SingleTrackMind, doing quite a few rock ballad covers.


Solid band, but for some reason did not hit it with the audience.


One Buck Short, a punk rock band I saw the previous Thursday.


Count the frets!

I think I’ve finally honed the gamma levels to look nearly oversaturated, with (darker) dark mids on a CRT monitor at maximum brightness, while looking decently saturated with dark mids looking… dark on a minimum brightness LCD monitor. A compromise between both brightness levels, though technically, my CRT is calibrated properly, and I haven’t figured out how to calibrate correct gamma on the office’s Radeon X300 video cards connected to LCD monitors. Are these pictures too dark/bright for you? Leave a comment.

The Sky Was Blue

…now I am blue.

So these pictures will have to do.

I shall do this in the style of The Pink Frog, with some connectivity in the story.


Remember before the haze?


When you could spot Genting from near my house?


Where KL was clear? (This is Masjid Jamek.)


Colors were nicely saturated (okay so this doesn’t count because it’s indoors.)


Shooting with a polarizer through a car window gave the sky a cheery color!


Crossed polarizers gave Kingsley‘s yard a hint of purple.


But alas! A freakish square-shaped cloud was brewing!

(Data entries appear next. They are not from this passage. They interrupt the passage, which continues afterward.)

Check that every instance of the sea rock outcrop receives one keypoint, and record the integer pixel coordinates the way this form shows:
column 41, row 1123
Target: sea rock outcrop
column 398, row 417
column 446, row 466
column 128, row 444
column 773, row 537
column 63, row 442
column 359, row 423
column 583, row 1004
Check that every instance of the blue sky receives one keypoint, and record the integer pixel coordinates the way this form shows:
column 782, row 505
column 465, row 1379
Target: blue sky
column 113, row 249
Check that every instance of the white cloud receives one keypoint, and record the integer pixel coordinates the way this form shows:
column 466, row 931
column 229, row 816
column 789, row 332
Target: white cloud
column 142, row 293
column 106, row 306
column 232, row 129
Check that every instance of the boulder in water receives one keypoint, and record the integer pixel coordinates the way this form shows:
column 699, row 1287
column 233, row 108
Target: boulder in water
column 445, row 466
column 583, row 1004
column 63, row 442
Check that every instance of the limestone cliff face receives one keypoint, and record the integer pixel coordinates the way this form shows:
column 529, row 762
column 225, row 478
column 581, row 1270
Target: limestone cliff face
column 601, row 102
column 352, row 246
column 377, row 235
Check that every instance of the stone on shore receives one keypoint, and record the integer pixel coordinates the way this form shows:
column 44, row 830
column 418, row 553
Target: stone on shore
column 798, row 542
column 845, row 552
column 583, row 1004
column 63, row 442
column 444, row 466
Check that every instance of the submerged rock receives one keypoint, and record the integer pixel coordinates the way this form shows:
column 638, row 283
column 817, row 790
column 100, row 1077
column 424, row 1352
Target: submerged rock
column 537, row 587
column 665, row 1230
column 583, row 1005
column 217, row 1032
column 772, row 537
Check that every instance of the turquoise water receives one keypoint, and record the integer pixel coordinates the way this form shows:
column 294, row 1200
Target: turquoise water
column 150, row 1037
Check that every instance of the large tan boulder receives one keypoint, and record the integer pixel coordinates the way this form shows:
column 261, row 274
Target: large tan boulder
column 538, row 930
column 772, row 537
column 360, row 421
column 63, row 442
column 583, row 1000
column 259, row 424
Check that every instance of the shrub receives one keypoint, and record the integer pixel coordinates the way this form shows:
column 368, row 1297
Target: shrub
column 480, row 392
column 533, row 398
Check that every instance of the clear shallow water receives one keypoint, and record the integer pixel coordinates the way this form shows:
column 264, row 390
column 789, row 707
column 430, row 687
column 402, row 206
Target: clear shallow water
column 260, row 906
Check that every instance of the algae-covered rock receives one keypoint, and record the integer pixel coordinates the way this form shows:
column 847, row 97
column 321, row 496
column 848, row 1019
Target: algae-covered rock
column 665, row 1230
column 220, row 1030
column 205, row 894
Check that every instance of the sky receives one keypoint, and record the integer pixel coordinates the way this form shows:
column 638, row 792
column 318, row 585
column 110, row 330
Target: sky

We’re down, dude. No power, dude.


Birds were getting confused by this weather change. “Have you seen my flock?


Grab… my… branch… we… will… survive…


The next day, I found the skies amazingly blue upon coming up the KLCC PUTRA LRT station to take a bus to Bintang Walk. The haze hadn’t kicked in yet.


Finally, somebody appreciates me and doesn’t treat me like a Siamese twin!


Dude, I am your half-brother.


Yes, I was here a while, since the bus drivers were breaking fast and would only resume at 7:30pm.


Coca Cabana!


The Maxis Tower, with the eyelet, reminds me of Quake 1’s grenade launcher for some reason.


And this looks like the Thunderbolt/Lightning Gun, also from Quake 1.


For some reason this looks like it was shot on film.


Fujifilm should pay me. Maybe in ISO400 chrome film. Or a Fujifilm S3 UVIR, which can shoot infrared without modifications.


…or at least in mooncakes. I love mooncakes. This was shot on mooncake festival evening.

Niii Can’t

Little knew that I bought William‘s old Nikon Coolpix 2200 camera to modify, into an auto-focus infrared-enabled camera!

From left to right, top to bottom:

  • The Nikon Coolpix 2200, with 3x zoom and a variety of scene modes e.g. Landscape which would be the closest thing to focus at infinity and a dark aperture.
  • It is also the same size as my Canon Powershot A520. Minus the manual controls, sadly, or even an adjustable ISO sensitivity! I detest Nikon for discarding manual controls on entry-level cameras, when it used to have it.
  • I opened it up, and touched the flash capacitor at least three times, getting a nice numbing zap each time.
  • Spot the SD card slot!
  • The auto-focus gears.
  • The cursed item – the infrared-blocking filter!
  • Upon reassembling, I found it very challenging to reinsert the circuit combs.
  • The optical viewfinder is dusty.
  • The infrared-blocking filter, removed.
  • The tripod mount, plastic, but at least it is not part of the camera. Fazri would appreciate this!

So what happened to it? Why don’t you see me carrying it around?

I killed it. I popped in batteries and a SD card, and it didn’t turn on.

Upon reassembling it, I found two extra pieces that I could not figure where it belonged to/dropped out from. I also had three extra screws!

For some reason, Nikon and I just don’t get along well. I’ve held a Nikon D70s which randomly refused to focus despite having a bright f1.8 lens, and not too dark conditions. I’ve also touched Paul‘s new D80, which had some weird inability to autofocus until he reset something. Not to mention that I am not a fan of the D50’s noise levels, or Nikon’s mellower colors, or the fact that Nikon is not playing catch up or bothering to include newer features the same way Canon did when they came out with the 400D.

At the moment, I guess my manual focus infrared-modded Fujifilm Digital Q1 will have to do.